Uma rede moderna de transmissão de dados e informações é tão importante quanto a quantidade e qualidade da infraestrutura (transporte, energia, portos, etc) para a ampliação da produtividade total dos fatores, o que significa que ela influi decisivamente na determinação da taxa de crescimento do PIB.

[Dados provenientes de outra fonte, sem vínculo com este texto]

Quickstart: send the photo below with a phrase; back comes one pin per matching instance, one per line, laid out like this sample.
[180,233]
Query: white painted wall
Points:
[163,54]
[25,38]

A estrutura do nosso sistema de comunicações, com quatro grandes operadoras que representam 99% e o outro segmento 1% com 5 operadoras, parece adequada, ainda que a qualidade dos seus serviços seja mal avaliada pelos usuários, talvez porque o volume de investimentos, mesmo significativo, não tem acompanhado o aumento da demanda. As quatro "grandes" apresentam estruturas de capital, endividamento e capacidade de explorar seu "poder de monopólio" em níveis muito diferentes. O sucesso da competição e o avanço tecnológico são fenômenos interdependentes que se retroalimentam. A concorrência obriga atenção prioritária à pesquisa e inovação que são a essência do avanço tecnológico.

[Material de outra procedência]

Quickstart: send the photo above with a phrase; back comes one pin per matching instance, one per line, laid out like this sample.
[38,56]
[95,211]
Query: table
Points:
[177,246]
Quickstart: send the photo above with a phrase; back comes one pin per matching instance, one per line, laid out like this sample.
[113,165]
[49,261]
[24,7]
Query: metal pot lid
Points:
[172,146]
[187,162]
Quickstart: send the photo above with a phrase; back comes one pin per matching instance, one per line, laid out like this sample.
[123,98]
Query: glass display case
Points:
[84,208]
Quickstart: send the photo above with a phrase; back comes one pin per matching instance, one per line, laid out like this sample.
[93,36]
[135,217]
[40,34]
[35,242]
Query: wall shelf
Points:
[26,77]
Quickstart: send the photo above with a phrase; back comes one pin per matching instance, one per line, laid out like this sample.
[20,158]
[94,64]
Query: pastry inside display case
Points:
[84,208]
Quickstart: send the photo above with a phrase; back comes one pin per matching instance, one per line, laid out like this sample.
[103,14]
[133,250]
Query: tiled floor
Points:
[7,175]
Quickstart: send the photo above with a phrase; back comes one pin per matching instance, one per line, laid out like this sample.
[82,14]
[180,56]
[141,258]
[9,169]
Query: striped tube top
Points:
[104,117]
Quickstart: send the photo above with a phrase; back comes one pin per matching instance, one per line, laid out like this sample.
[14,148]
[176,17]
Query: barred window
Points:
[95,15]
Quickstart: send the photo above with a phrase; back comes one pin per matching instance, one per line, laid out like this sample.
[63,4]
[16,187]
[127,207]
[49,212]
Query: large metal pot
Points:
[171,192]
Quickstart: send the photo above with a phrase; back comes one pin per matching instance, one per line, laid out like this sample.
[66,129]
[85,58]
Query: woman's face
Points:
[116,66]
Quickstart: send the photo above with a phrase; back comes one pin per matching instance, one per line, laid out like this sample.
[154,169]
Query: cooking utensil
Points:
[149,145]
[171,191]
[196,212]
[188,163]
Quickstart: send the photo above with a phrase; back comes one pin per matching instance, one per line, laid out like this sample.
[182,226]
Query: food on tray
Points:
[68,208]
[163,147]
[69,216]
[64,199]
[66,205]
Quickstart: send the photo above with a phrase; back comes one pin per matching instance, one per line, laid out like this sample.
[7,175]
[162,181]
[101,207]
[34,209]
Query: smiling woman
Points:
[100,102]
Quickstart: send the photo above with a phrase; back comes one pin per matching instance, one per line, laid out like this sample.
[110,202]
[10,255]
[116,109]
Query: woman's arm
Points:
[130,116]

Pesquisa e inovação procuram soluções que atendam melhor, em quantidade e qualidade, à dinâmica da demanda dos consumidores, o que determina o sucesso competitivo. Na transferência de monopólio público ao setor privado, é fundamental controlar o poder econômico, particularmente no setor de comunicações - onde a tecnologia matura à cada seis meses - com agências reguladoras tecnicamente bem preparadas para garantir um razoável equilíbrio entre os competidores, assegurar a liberdade de escolha dos consumidores e exigir investimentos eficientes em inovação. Justifica-se plenamente, portanto, o enorme esforço do ministro Paulo Bernardo para a rápida implantação da tecnologia 4G.

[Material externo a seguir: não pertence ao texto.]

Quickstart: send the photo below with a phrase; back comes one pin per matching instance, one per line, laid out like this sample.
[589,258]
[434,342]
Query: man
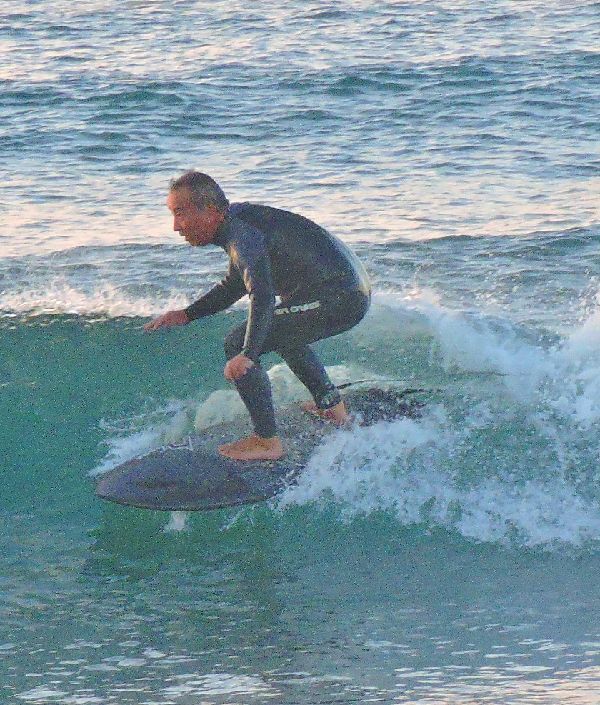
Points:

Recentemente surgiu ? quase do nada ? uma sugestão de "fatiamento" de um dos pouco competidores, a TIM, que claramente tem problemas, mas não tem dívidas. Se for o caso e se a TIM desejar, que se encontre outro concessionário com capital próprio ? sem empréstimo do BNDES ? suficiente e com competência tecnológica adequada. Reduzir ainda mais o número de concorrentes como se propõe, será um erro trágico e aumentará o poder econômico dos restantes, que já prestam serviços de qualidade duvidosa.

Não devemos nos enganar com a reapresentação da rejeitada ideia de "fatiamento" com o elegante nome de "integração", pois ela dá rigorosamente no mesmo: concentração de poder econômico e redução de pressão para o avanço tecnológico. As operadoras concessionárias, herdeiras do sistema do monopólio que foi a Telebrás, já têm muito poder de mercado sobre as pouquíssimas "operadoras autorizadas" que sobreviveram à tendência do "peixe grande comer o pequeno". É por isso que "integrar" numa concessionária uma "autorizada" sobrevivente representa um retrocesso ao desejado aumento do processo competitivo. O que o sistema precisa é de forças novas que gerem uma maior sinergia entre mais atores. O caso mexicano é um exemplo vivo de como a alta concentração foi danosa para o consumidor que agora aquele país tenta corrigir.